It’s all about managing transitions
Being an ultra athlete is about minding transition time
Coming home from Idaho, having truly enjoyed the Fat Pursuit Workshop, and wanting to continue living in the headspace of adventure, I downloaded and listened to the audiobook, Rusch to Glory, by one of our workshop coaches, Rebecca Rusch. I highly recommend it.
She talks a lot about her life and amazing adventures as an adventure race athlete and then an ultra distance mountain biker. Nicknamed the “Queen of Pain,” her ability to race harder and suffer harder has led to a rich race résumé as an athlete. But when you read her words, or, as in my case with the audiobook, hear her talk about her experiences, or listen to her coaching at the workshop, you realize her strength and courage go way beyond her palmarés.
Everybody will take from this book what they need for where they are in life and their own experience, and I do believe the book challenges us to think about what our next epic quest will be. And also, how will we conquer that epic quest? It doesn’t have to be a bike race. It may be building something at your job, or writing a book, or making a big presentation. To each their own epic.
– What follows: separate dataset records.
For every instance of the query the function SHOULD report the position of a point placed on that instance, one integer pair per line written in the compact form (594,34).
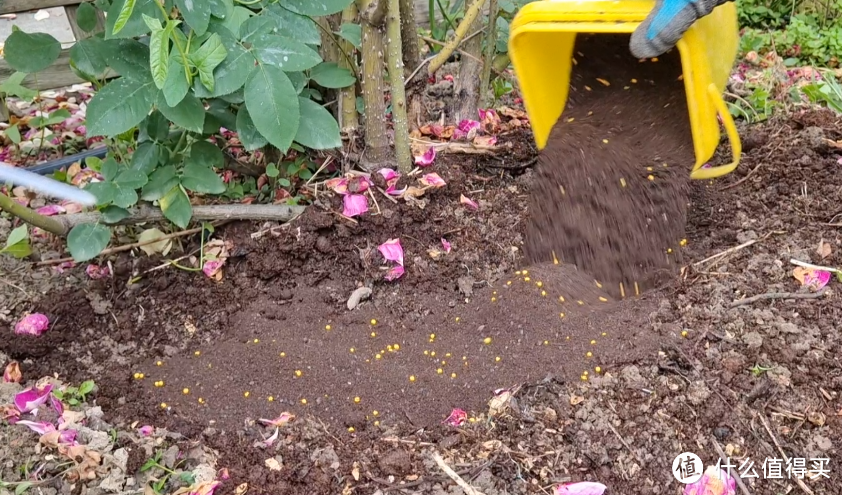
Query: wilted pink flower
(50,210)
(355,204)
(211,267)
(427,158)
(432,180)
(281,420)
(32,398)
(97,272)
(468,202)
(392,251)
(581,488)
(713,483)
(457,418)
(34,324)
(12,373)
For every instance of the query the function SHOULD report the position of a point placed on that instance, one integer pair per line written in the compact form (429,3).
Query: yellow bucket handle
(733,136)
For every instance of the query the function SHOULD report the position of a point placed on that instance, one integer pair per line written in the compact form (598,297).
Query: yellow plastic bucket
(541,41)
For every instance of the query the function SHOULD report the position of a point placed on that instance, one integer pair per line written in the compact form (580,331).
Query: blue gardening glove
(666,24)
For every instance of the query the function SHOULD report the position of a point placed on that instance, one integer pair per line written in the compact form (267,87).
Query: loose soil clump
(611,187)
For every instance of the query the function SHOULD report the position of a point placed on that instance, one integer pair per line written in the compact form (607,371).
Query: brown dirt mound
(611,186)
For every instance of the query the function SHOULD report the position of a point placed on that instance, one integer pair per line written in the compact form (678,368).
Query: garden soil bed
(674,363)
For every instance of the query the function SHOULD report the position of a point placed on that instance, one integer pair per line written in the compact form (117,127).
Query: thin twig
(776,295)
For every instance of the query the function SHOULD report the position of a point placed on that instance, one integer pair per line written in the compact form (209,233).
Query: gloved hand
(666,24)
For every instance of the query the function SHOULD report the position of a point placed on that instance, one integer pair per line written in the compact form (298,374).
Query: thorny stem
(459,34)
(394,58)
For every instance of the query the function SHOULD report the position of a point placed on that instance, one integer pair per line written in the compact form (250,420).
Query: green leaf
(295,26)
(176,207)
(86,17)
(133,25)
(123,18)
(247,132)
(131,178)
(160,182)
(196,14)
(286,53)
(85,241)
(316,8)
(188,114)
(201,179)
(113,214)
(30,52)
(318,129)
(352,33)
(17,235)
(145,158)
(330,75)
(273,105)
(207,58)
(177,85)
(12,87)
(119,106)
For me, the quest continues to be excelling at racing my bike and living adventures, a way I express myself in this world, in addition to creating and contributing in my profession. This has always been a challenge, and sometimes I have heard myself say in my mind, “You’re a doctor. What are you thinking of trying to be an athlete?” And, “I just don’t have time to train.” I named that inner negative voice “Reviewer #2,” which does make me laugh at her just a little, and in so doing, the nickname disempowers her as well. Some of those voices originated outside of my head, like when I was earlier in my career, but through the years I realize at various moments I have chosen whether or not I still listen to that negative voice. We manifest what we tell ourselves. And at different times in my life, the voice is louder or softer. During the first year of the pandemic, I let that voice take over as my focus went completely away from riding my bike, impacting my own health in the process. I put it at bay for the most part when I made my first attempt of the Colorado Trail Race in 2021. Then last year as I worked through important transitions in my volunteer work the voice won again… until I traveled to Corsica and rode bikes with friends, which became a pivot point for me, and then later in the summer bought a gravel bike and fell back in love with racing again.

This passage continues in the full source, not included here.